Stress Is a Very Powerful Addiction Trigger

Stress Is a Very Powerful Addiction Trigger

stress diagramAnyone struggling with addiction knows stress is a very powerful trigger. Brain research now indicates, people exposed to stress are more likely to abuse alcohol or other drugs and are more likely to relapse in recovery. Those of us struggling with addiction understand the role stress plays in relapse, however we find it difficult to reduce stress levels and walk away. So why do we have trouble taking action under stress?

Research has now proven that stress reduces the volume of grey matter in the areas of the brain responsible for self-control. Just behind your forehead, sits the prefrontal cortex, which is responsible for the reasoning behind each decision made. Stress diminishes grey matter and effects structural integrity in the prefrontal cortex. This destructive process effects our brains ability to measure pleasure and feel rewarded.

So, experiencing stress effects our choices, and when left unchecked will lead to a chain of bad decisions and emotional discomfort further reinforcing the cycle of addiction.

As we understand the cycle of addiction and see stress as a central trigger in the relapse process, we can recognize the need to engage in stress relieving activities and methods. While pushing through the relapse process, we may not feel like exercising, spending time with others, or engaging in our old hobbies as our brain struggles to process and measure reward as it once did. However, choosing to engage will trigger the release of endorphins and dopamine, two of the most essential stress inhibitors naturally produced by our bodies. Stress does not need to impact our decisions to the extent that it may be doing so now.

Changes can be made, and relief will come through those changes. The brains ability to react, adapt, and reconstruct itself continues to amaze scientist, and proves that addiction is never permanent, but merely an experience that does not define the finished product.

stack of smooth rocks

“Every experience in your life is being orchestrated to teach you something you need to know to move forward.” – Brian Tracy

Of course, there are many ways to relieve stress, but centralizing your focus on the mind, body, and social ties, is a great way to start.

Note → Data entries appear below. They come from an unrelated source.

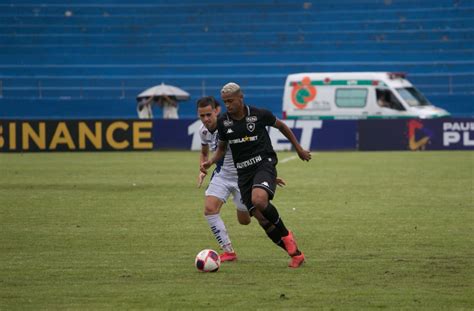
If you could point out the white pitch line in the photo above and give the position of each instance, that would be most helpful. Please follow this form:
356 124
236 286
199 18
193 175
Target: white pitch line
288 159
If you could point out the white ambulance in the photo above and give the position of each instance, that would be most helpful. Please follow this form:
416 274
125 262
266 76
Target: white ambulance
354 95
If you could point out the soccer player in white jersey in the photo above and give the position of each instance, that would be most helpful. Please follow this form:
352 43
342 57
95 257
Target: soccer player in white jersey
223 181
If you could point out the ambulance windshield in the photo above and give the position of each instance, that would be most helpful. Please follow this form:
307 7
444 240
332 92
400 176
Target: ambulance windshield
413 97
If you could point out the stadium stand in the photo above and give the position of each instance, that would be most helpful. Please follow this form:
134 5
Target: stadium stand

3 ways to relieve stress and avoid relapse

1. Use your support system. Utilize friends, family, and support groups often.

2. Spend time outdoors and stay physically active. This will enable the natural production of dopamine and endorphins, which the brain and body desperately need during recovery.

3. Take time to clear you mind and focus on the positive areas of your life or positive experiences you have been through. Health psychology shows a clear link between mindfulness and lowered stress.

“Addiction is never permanent, but merely an experience that does not define the finished product.”